DeSantis says Disney’s debts won’t fall on Florida taxpayers

Reporter: Rachel Cox-Rosen Writer: Matthew Seaver
Published: Updated:
Gov. Ron DeSantis
Florida Gov. Ron DeSantis speaks at a news conference, Monday, Feb. 7, 2022, in Miami. (AP Photo/Marta Lavandier)

Governor Ron DeSantis says the financial burden of the fallout from Disney losing its private governing system won’t hit Florida taxpayers.

The fight between Disney and DeSantis has been unfolding for weeks after Disney announced opposition to the so-called “don’t say gay” law.

The governor then signed a bill to dissolve Disney’s self-acting government.

“They’re going to pay their debts,” said DeSantis.

$1 billion in bond debt is what DeSantis says Disney owes. This comes after the state rushed to eliminate Disney’s special tax district.

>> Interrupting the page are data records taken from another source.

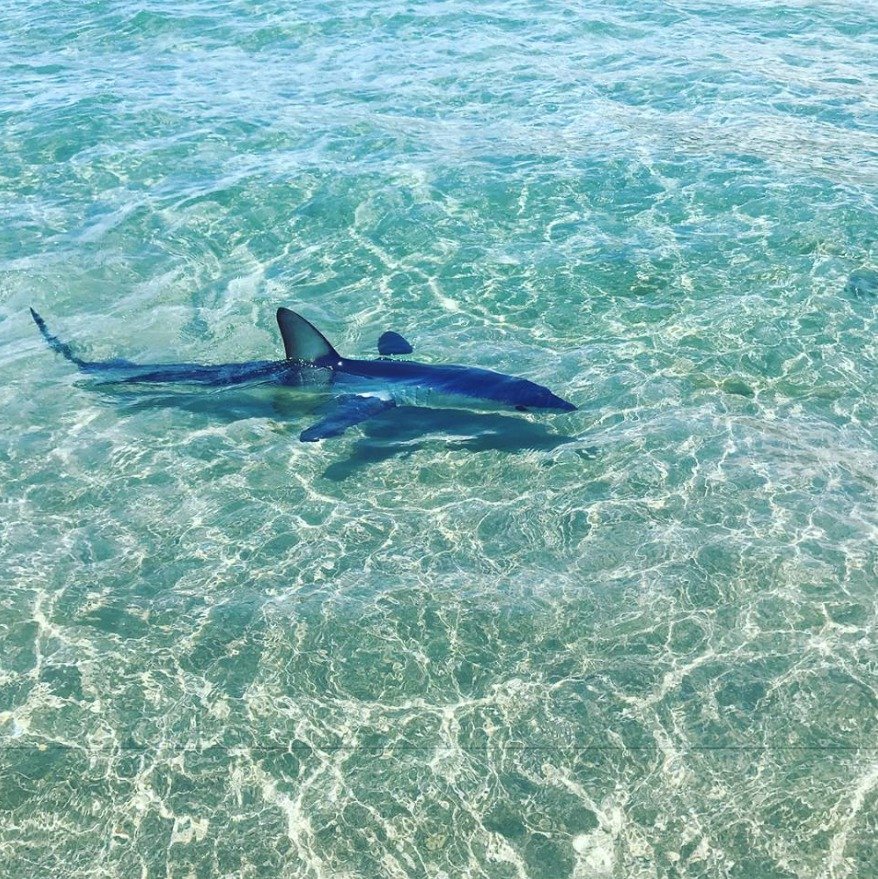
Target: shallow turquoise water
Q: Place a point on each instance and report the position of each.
(634, 641)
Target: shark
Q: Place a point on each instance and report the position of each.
(358, 389)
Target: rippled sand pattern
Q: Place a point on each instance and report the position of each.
(638, 640)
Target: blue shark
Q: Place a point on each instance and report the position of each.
(359, 389)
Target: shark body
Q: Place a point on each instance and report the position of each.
(360, 389)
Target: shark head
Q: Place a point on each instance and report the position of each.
(524, 394)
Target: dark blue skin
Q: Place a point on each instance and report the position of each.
(364, 388)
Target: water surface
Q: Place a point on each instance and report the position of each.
(633, 641)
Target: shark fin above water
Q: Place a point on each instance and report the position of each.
(303, 341)
(393, 343)
(346, 411)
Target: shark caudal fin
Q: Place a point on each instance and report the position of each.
(304, 342)
(55, 343)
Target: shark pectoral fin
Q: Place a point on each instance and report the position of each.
(393, 343)
(346, 412)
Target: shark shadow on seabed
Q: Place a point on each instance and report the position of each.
(414, 428)
(398, 434)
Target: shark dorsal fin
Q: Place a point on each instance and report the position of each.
(393, 343)
(302, 341)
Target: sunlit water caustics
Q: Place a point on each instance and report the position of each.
(635, 640)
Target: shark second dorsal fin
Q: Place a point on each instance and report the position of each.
(304, 342)
(393, 343)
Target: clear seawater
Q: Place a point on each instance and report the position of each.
(638, 640)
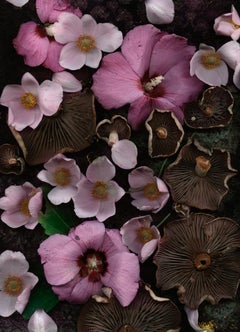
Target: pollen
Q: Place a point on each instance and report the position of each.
(28, 100)
(86, 43)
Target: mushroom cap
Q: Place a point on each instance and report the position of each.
(145, 313)
(10, 160)
(213, 110)
(199, 255)
(71, 129)
(189, 188)
(165, 133)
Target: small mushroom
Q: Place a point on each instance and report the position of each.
(165, 133)
(10, 160)
(213, 110)
(198, 178)
(71, 129)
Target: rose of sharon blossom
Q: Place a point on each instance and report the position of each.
(148, 191)
(29, 102)
(85, 40)
(151, 71)
(78, 265)
(208, 66)
(228, 24)
(140, 237)
(16, 282)
(62, 173)
(21, 205)
(97, 193)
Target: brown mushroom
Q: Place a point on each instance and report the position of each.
(165, 133)
(71, 129)
(199, 255)
(213, 110)
(198, 178)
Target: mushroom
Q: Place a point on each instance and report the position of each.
(199, 255)
(10, 160)
(165, 133)
(198, 178)
(213, 110)
(71, 129)
(147, 312)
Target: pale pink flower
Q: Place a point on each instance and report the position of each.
(62, 173)
(140, 237)
(151, 71)
(16, 282)
(208, 65)
(148, 191)
(21, 205)
(29, 102)
(84, 40)
(78, 265)
(97, 193)
(160, 11)
(41, 322)
(228, 24)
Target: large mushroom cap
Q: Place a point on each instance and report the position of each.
(199, 255)
(165, 133)
(198, 178)
(213, 110)
(71, 129)
(144, 314)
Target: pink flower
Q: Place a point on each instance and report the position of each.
(151, 71)
(28, 102)
(78, 265)
(85, 40)
(149, 192)
(228, 24)
(62, 173)
(21, 205)
(208, 66)
(159, 11)
(97, 194)
(140, 237)
(16, 282)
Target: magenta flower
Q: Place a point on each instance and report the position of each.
(151, 71)
(149, 192)
(140, 237)
(85, 40)
(62, 173)
(16, 282)
(78, 265)
(97, 193)
(29, 102)
(228, 24)
(21, 205)
(208, 66)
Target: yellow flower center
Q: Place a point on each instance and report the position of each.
(28, 100)
(211, 60)
(151, 191)
(100, 190)
(86, 43)
(13, 286)
(62, 176)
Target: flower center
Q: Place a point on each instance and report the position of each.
(93, 264)
(100, 190)
(86, 43)
(202, 261)
(13, 286)
(151, 191)
(28, 100)
(145, 234)
(62, 176)
(211, 60)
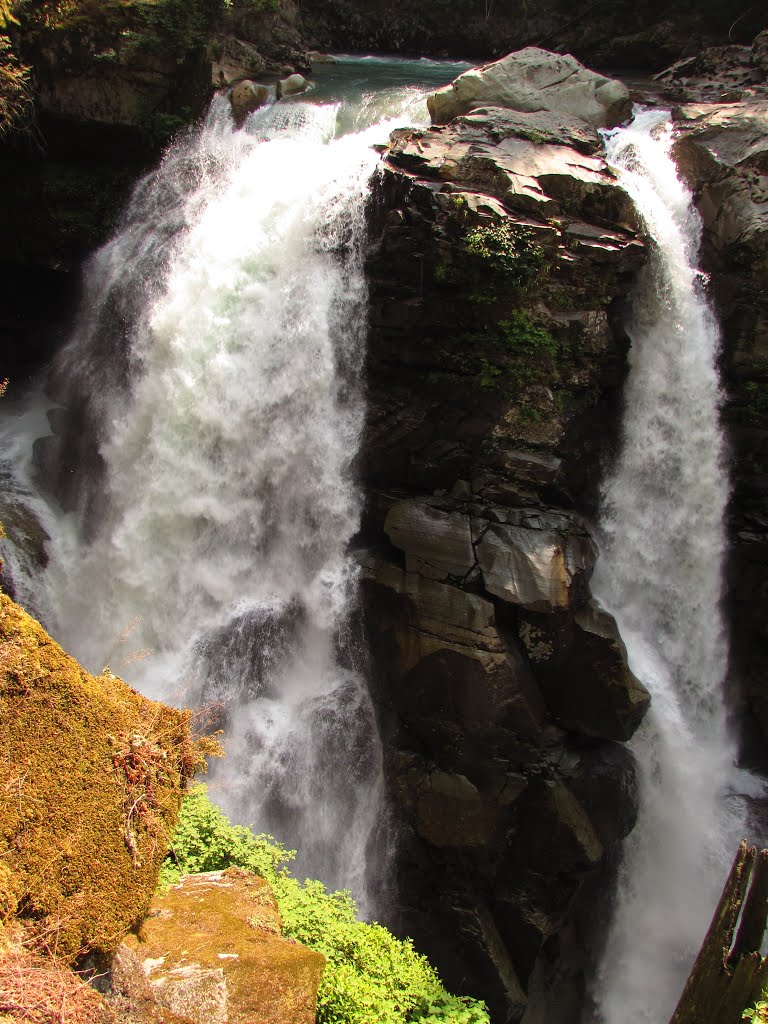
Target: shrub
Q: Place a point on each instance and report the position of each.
(508, 249)
(372, 977)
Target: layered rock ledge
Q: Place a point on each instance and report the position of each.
(506, 248)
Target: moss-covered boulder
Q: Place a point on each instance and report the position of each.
(91, 775)
(213, 952)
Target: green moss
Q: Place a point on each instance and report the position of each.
(521, 336)
(756, 409)
(91, 775)
(371, 975)
(507, 249)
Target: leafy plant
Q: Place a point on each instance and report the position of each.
(523, 337)
(508, 249)
(371, 976)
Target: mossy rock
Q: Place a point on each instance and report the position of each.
(212, 950)
(91, 776)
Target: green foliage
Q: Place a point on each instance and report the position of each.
(522, 337)
(489, 374)
(206, 841)
(184, 23)
(757, 1014)
(508, 249)
(372, 977)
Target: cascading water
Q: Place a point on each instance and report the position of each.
(214, 385)
(660, 573)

“Essentially, we’ve completely rewritten that contract or voided that contract in a way that now leaves the state and possibly counties exposed to financial commitments that no one ever even imagined,” said Tom Smythe, a professor with the department of finance & economics at FGCU.

During an appearance on Fox News, DeSantis told viewers that taxpayers have nothing to fear.

“There’s going to be additional legislative action. We’ve contemplated that; we know what we’re going to do. And so stay tuned, that will all be apparent, the bonds will be paid by Disney,” DeSantis told Fox News.

The governor pushed Republicans in the legislature to take on Disney after the company vowed to fight for the repeal of the Parental Rights in Education law, which critics have dubbed the “Don’t Say Gay” law.

The question is, does Disney have the right to speak under the first amendment?

“Conservatives and republicans seem to be going after a company because they do not like what that company said. And so yeah, I mean, it’s not me just saying it, but it’s first amendment lawyers are saying that Disney would have a good case if they chose to pursue it,” said Aubrey Jewett, a political science professor at the University of Central Florida.

It’s possible the governor could add new Disney legislation to the special session on insurance set for late May. The governor has not signaled he’ll do that and has not offered specifics on how the state will get Disney to pay the debt.